One of the things I’ve noticed when it comes to IT is how quickly we’re willing to use software to solve people problems. Over my career I’ve seen all manner of crazy solutions to get around people being lazy or uneducated. Remember vMotion? Or OTV for stretched layer 2? Why do you think those solutions came about? I posit that it’s because it’s faster to write software than to patch people.

Hacking Humans

I see this most often in cybersecurity. Developers love to create software solutions that prevent things from happening. Phishing and all its various forms are some of the top priorities for solutions that prevent leaking of information. While we have invested a lot in phishing tests and education it’s also very likely that there are controls in place that prevent users from accidentally giving out information to threat actors.

Why are we so willing to write software to fix problems instead of teaching people to avoid those issues? I think in part it’s because software is predictable. If I create an app or write some controls into a platform it’s going to behave the same way every time. That’s the definition of deterministic. Every time the software is presented with an input it will react the same way. That makes it easy to figure out. People that deal with risk on a daily basis just love predictability.

Humans are messy. We don’t always behave the same way every time. Even someone that knows they shouldn’t click on links in an email will do it because they aren’t paying attention or because they are tired.
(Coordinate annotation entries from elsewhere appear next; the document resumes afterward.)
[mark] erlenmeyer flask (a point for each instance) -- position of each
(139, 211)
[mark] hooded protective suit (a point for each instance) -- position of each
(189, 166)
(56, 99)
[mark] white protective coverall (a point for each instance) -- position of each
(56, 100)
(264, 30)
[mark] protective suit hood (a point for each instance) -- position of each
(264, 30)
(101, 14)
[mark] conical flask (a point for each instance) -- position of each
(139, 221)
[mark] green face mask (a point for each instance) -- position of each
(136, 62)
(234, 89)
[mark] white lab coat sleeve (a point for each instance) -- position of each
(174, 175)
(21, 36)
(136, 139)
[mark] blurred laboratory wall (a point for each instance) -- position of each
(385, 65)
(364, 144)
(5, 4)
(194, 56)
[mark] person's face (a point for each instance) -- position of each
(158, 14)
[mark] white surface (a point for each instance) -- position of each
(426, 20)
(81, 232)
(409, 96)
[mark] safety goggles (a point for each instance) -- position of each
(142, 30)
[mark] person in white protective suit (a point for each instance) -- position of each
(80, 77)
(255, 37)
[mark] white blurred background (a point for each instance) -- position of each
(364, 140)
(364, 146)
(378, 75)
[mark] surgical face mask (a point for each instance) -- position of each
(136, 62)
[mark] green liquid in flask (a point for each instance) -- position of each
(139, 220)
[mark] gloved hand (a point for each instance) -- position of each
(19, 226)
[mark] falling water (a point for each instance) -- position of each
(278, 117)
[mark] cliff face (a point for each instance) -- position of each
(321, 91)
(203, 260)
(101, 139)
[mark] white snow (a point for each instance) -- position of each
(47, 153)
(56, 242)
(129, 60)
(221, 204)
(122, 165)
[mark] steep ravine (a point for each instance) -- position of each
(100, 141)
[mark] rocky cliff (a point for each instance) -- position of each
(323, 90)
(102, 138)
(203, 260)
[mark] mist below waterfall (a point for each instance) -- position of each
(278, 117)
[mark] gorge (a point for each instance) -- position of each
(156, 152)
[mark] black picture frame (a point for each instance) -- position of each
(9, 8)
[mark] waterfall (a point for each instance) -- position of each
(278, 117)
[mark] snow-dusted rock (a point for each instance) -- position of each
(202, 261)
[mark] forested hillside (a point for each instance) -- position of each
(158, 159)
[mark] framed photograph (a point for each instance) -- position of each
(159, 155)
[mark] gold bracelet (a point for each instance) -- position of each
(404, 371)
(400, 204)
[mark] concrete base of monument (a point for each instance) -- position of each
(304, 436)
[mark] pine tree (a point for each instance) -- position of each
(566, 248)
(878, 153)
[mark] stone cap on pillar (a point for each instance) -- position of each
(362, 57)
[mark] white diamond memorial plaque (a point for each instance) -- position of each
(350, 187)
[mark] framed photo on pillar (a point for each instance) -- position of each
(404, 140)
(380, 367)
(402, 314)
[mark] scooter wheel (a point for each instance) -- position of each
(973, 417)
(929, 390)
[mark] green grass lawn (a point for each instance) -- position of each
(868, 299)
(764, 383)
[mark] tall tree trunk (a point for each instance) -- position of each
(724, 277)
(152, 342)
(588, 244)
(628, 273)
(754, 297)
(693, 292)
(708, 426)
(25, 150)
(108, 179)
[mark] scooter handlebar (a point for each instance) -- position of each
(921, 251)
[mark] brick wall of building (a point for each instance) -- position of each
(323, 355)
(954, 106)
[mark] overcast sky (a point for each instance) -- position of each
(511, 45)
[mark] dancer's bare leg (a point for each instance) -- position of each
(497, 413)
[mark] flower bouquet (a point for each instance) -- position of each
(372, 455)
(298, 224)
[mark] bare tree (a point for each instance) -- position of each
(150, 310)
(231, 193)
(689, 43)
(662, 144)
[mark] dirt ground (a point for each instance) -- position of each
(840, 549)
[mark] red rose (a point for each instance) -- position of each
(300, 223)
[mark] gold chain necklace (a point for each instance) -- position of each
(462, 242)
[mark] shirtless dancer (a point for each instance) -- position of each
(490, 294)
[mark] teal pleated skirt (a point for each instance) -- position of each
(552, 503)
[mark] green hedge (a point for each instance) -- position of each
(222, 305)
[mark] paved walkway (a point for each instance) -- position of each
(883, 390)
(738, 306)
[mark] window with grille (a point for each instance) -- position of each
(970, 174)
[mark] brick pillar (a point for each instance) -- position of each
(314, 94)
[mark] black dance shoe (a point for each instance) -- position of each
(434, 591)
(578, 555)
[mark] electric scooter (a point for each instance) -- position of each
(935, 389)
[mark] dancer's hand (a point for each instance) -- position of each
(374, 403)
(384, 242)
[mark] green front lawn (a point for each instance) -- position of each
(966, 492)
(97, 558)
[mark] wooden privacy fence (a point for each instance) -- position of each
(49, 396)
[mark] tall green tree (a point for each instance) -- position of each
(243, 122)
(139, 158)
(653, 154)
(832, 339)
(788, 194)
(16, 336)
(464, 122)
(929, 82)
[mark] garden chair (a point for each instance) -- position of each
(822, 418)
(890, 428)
When you factor in how much better the phishing emails have gotten thanks to the advent of generative AI even the rank-and-file people are getting tricked. Developers would rather deal with software than trying to send more tests and update education resources.

The real issue is that we can’t patch people as easily as we can with software. If updating the filters for spam and phishing and other security related items was as simple as downloading the new attack vectors into someone’s brain we’d be doing that instead. Likewise, if we could just convince people to build things a certain way to avoid having to create complicated systems like FHRP we would be doing that instead of trying to solve for lazy developers.

Treating People Like Programs

Why is it so hard to patch people? Forget about the deterministic part of the equation for a moment. Software isn’t instantly updated when something is discovered. It takes time to develop lists of new vectors or update programs to remove vulnerabilities. Why can’t we do the same for people and reduce the overhead of all the extra software?

People can be “patched” with education. It isn’t always easy to get people to take courses or read the bulletins that are sent out. There are ways to force people to do it but that kind of friction just makes security teams resent users for trying to avoid mandatory training updates. Hence the reliance on software to fix the issues. But it doesn’t have to be like that.

Instead of forcing people to take updated training you could use something like gamification to encourage people to update training or learn about new issues. This is especially good with younger or newer employees that are used to the badge hunt mentality. Giving them the option to display achievements tied to training is a great way to encourage them to keep updated while also pulling others in that want to earn the same recognition.

Tom’s Take

I get the desire to rely on deterministic software rather than dealing with unreliable people. But there is only so much software that you can write to try and fix behaviors. We eventually have to get to a point where we can educate users and encourage them to want to keep up with it instead of forcing them to go through endless modules that don’t give them any real info. If we would just put in a bit of the effort we use on software controls into the people we’re trying to restrict we might find the effort is multiplied far beyond what we could hope for.